A spokesperson for the Canada Revenue Agency told CTV News these emergency benefits were developed to ensure businesses and Canadians got the help they needed.

“Given the unprecedented financial impact of the pandemic, that money needed to be delivered extremely quickly to millions of Canadians,” the statement reads, adding those who applied in good faith will not be subject to any penalties or interest.

“However, the Government of Canada made itself clear: ineligible individuals would later have to repay amounts they had received. Canadians expect the CRA to ensure benefits are only paid to those who are entitled, and to do so in a manner which recognizes individuals and families who are experiencing significant financial hardship.”

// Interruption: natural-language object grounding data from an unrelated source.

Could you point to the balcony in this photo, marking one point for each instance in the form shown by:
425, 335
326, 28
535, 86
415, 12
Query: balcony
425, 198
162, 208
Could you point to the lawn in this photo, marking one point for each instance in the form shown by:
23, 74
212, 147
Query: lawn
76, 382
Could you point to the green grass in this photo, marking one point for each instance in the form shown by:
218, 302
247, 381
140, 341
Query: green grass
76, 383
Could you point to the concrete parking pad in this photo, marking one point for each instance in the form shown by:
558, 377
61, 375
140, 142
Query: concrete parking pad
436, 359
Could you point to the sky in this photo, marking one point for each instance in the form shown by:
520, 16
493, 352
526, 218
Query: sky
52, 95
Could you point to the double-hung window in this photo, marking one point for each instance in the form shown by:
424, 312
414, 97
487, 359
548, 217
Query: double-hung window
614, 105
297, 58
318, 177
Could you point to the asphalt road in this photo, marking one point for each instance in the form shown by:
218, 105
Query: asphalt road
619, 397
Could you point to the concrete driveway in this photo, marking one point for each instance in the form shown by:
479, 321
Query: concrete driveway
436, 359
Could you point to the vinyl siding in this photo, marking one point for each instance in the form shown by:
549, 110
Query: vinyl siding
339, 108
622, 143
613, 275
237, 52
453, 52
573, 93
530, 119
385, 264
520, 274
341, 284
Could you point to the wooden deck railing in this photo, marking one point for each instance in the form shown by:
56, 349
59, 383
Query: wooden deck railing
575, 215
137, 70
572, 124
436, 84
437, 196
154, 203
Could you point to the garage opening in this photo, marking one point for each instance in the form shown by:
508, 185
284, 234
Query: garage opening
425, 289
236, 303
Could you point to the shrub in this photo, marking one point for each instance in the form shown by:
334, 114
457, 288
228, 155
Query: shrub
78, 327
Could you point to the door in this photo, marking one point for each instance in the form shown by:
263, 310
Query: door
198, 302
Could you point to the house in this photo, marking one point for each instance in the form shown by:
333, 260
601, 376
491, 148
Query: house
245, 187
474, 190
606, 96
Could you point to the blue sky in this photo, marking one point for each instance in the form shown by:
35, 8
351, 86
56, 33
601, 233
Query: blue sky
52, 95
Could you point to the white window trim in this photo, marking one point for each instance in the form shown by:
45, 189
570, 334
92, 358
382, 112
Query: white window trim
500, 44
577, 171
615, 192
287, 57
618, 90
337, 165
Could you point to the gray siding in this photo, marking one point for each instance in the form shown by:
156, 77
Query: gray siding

Evelyn Jacks, a tax expert and president of The Knowledge Bureau based in Winnipeg, said if a taxpayer is told they need to repay benefits, they can appeal their case. But, if they are told they must still repay the funds, they should contact the CRA.

“They will make payment arrangements over time with you, and they will not charge you interest for the money owed,” said Jacks.

Jacks said if you owe money and do nothing, your situation could get worse.

“The CRA can go further and take legal action against you if you don’t contact them and make sure that you address the debt owed,” said Jacks.

Bailey says he can’t afford to pay back the money and fears he may have to declare bankruptcy.

“I’m on an old age pension and a Canada pension. I make $2,000 a month, and how am I supposed to pay back $38,000 and pay my groceries and my rent?” said Bailey.

The CRA may hold back any tax refunds, GST credits and other benefits until CERB funds are repaid.

Jacks says anyone who owes money to the CRA can seek help from a tax professional to see if there’s any way to reduce the amount owed.

Anyone with questions about the CRA-issued COVID-19 benefits and payment options can speak with an agent at 1-833-253-7615.